One case involved a pensioner living in a nursing home. He died in October 2004, but his pension was not cancelled until October 2007.

By that time, £25,000 had been overpaid.

Another case involved a council tenant who was working with the council while he was receiving benefit.

An interview revealed that the tenant's partner was also a council employee wrongly receiving benefits.

The combined overpayments came to £100,000 and both are to be reported to the procurator-fiscal.

An NHS domestic assistant was found guilty of benefit fraud after receiving housing benefit, council-tax benefit and income support overpayments totalling £19,000.

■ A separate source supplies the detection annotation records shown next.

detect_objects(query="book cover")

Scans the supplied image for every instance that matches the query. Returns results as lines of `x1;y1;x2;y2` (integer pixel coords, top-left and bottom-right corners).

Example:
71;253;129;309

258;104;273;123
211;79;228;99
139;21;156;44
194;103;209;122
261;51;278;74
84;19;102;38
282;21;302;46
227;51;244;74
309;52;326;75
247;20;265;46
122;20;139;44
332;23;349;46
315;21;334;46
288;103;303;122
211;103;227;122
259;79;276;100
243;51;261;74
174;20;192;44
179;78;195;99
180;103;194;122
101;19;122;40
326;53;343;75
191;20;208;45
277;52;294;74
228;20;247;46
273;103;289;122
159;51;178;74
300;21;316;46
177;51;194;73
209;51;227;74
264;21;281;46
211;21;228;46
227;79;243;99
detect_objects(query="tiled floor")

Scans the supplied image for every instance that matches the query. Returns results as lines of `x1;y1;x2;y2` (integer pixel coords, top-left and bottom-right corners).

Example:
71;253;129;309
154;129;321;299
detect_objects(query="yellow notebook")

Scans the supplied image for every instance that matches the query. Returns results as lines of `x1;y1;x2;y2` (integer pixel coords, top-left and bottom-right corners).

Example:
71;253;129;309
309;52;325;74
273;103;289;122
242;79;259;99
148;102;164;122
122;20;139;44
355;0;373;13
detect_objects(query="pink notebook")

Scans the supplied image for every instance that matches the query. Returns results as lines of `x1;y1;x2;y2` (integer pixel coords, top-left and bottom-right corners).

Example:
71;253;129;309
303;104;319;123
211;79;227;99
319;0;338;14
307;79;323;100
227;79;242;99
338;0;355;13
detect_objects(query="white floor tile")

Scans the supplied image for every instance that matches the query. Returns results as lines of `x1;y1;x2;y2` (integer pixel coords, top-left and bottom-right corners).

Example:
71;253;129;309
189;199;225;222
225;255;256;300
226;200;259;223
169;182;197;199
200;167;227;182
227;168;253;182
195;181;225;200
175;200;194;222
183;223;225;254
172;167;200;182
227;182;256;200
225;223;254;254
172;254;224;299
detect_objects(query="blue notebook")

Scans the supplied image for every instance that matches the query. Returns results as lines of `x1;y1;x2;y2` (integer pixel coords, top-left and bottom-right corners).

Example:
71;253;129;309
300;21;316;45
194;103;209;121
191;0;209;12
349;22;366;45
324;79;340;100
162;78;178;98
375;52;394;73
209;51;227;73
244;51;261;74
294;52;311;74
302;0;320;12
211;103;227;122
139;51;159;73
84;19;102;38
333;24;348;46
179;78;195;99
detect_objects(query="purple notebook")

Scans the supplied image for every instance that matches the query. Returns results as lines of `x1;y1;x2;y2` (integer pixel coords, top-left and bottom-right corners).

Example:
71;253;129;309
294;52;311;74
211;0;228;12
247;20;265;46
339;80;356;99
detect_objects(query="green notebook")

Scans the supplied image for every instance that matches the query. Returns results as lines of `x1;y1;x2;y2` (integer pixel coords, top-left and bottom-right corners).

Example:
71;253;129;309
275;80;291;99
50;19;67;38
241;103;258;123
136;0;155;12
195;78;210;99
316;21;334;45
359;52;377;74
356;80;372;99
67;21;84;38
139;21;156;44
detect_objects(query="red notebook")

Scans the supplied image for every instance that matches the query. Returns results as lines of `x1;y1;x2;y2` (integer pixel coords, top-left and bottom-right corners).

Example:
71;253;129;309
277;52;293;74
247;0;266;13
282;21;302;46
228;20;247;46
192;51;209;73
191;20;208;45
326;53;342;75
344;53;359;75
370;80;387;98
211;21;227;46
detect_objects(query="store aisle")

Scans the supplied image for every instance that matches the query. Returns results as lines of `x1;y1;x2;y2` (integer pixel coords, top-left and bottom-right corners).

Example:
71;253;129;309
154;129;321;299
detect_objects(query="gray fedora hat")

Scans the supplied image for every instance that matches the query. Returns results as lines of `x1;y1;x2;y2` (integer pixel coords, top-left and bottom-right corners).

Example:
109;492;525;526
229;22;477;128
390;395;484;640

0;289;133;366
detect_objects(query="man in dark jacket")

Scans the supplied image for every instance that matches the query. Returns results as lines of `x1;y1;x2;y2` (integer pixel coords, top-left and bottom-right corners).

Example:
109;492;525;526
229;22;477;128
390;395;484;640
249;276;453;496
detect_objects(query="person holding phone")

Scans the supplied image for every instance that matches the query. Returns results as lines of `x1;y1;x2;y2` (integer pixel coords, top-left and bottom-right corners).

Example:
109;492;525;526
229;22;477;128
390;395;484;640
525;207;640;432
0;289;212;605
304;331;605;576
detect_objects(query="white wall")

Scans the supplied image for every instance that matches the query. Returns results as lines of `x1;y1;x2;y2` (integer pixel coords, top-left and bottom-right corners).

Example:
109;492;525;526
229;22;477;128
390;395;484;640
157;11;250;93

And a retired police officer who claimed housing benefit without disclosing an occupational pension is awaiting sentence after receiving housing and council-tax benefits of more than £17,000 dating back to 1998.





The full article contains 460 words and appears in The Scotsman newspaper.
Page 1 of 1

 
1

Padraig,

15/05/2008 00:47:48
Lax and inept government will attract fraudsters seduced by easy pickings.

We need more stringent procedures and Labour would have neither the ability nor the inclination to introduce them.

Let's develop this supervision of our money entrusted to the public purse.
2

Proud2Be,

Perth 15/05/2008 10:03:29
a central pool of information with modular access based on requirement for the information would make this kind of excercise redundant.

Unfortunately the bleeding heart civil liberties nuts start screeching at the first mention of commons sense.

Then they moan about waste in government!! You cant have it all ways.

People moan about having to repeatedly give the same information to various different government departments, then the same people whine about "Big Brother" knowing too much!!

Bring on ID cards, unique personal identifiers, increased information sharing, reduced public sector costs and elimated fraud!!
3

Allan(handofgod137),

15/05/2008 10:25:00
Pity they didn't get this lot to scrutinise michael martin's expenses claims.
4

The Genuine Mario Antoinette,

15/05/2008 11:28:58
10 Million is nothing to the treasury. Absolutely nothing.

The investigation itself probably swallowed a lagre amount of this.

Still , what can you do.
5

Spicey,

Glasgow 15/05/2008 12:56:57
#2

I have no objection in principle to a National Database for this sort of thing. Ma objection is that it will be 10 times over budget, 15 years late, contain so many bugs it wont work and be as secure as a wet paper bag.

The government and big IT projects just dont work.